# browning 1919



## big dutchman (Jan 9, 2007)

here is a question for you folks that know far more about firearm legalities than i:

i have the chance to own a WWII browning 1919, 30-06 caliber, fully automatic, in firing condition. this is not a registered gun at this point, the current owner just realized that this weapon is quite illegal and wants to get rid of it. the price is right but i don't know what my options are for legalizing this gun. can i register it through the atf and pay for an 'approval' stamp even though it isn't a registered gun right now? can i convert it to semi auto with the kits i see advertized on the internet, would it then be legal for me to own? thanks in advance


----------



## Mike Barham (Mar 30, 2006)

Stay *far*, *far* away from this gun. No civilian machineguns can be legally registered after 1986.

You could possibly use some parts off it to make a semiauto based on a civilian-legal receiver, but I believe the existing auto receiver would have to be destroyed. I could be wrong on this, though.

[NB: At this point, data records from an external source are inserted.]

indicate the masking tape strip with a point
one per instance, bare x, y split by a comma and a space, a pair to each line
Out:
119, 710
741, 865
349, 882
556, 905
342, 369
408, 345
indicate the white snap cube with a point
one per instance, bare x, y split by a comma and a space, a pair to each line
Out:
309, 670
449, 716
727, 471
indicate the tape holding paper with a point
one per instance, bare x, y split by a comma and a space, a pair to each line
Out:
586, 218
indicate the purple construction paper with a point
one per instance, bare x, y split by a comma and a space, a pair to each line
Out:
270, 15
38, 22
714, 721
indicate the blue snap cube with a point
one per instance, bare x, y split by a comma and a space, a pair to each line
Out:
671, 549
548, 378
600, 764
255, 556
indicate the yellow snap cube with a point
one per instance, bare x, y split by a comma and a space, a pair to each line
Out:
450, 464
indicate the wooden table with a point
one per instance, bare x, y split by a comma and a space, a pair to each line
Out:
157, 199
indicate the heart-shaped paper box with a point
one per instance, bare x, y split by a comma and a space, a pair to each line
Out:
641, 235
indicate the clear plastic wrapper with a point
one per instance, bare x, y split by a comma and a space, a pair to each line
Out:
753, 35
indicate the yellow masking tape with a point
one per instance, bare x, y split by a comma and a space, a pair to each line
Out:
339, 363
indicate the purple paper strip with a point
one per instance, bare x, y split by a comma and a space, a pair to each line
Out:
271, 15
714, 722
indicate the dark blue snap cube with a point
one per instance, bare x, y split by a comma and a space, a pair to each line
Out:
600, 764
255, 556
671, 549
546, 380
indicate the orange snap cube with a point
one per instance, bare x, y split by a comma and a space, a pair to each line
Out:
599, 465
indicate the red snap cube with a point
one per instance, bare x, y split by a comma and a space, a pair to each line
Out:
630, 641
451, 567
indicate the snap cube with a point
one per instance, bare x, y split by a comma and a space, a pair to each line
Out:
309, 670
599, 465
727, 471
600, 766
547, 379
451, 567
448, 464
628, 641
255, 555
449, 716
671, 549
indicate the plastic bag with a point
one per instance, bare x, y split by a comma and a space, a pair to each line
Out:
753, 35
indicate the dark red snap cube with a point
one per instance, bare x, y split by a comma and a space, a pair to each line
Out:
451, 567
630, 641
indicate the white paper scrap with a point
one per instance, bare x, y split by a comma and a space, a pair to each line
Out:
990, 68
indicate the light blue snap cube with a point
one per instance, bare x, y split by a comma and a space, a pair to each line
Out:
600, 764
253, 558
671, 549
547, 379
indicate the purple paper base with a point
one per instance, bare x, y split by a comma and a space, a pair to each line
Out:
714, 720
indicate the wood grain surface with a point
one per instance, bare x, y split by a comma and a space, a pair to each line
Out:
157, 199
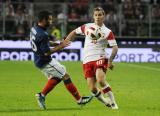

My advice is steer very well clear of any unregistered machineguns.


----------



## big dutchman (Jan 9, 2007)

thanks. this is the same advice i've recieved from a few people now, so i will be staying away from it. i think i'll tell the current owner to destroy it, he was worried about this also. i believe that cutting the reciever into pieces with a cutting torch should render the gun scrap? it's a nice gun but not worth hard time.


----------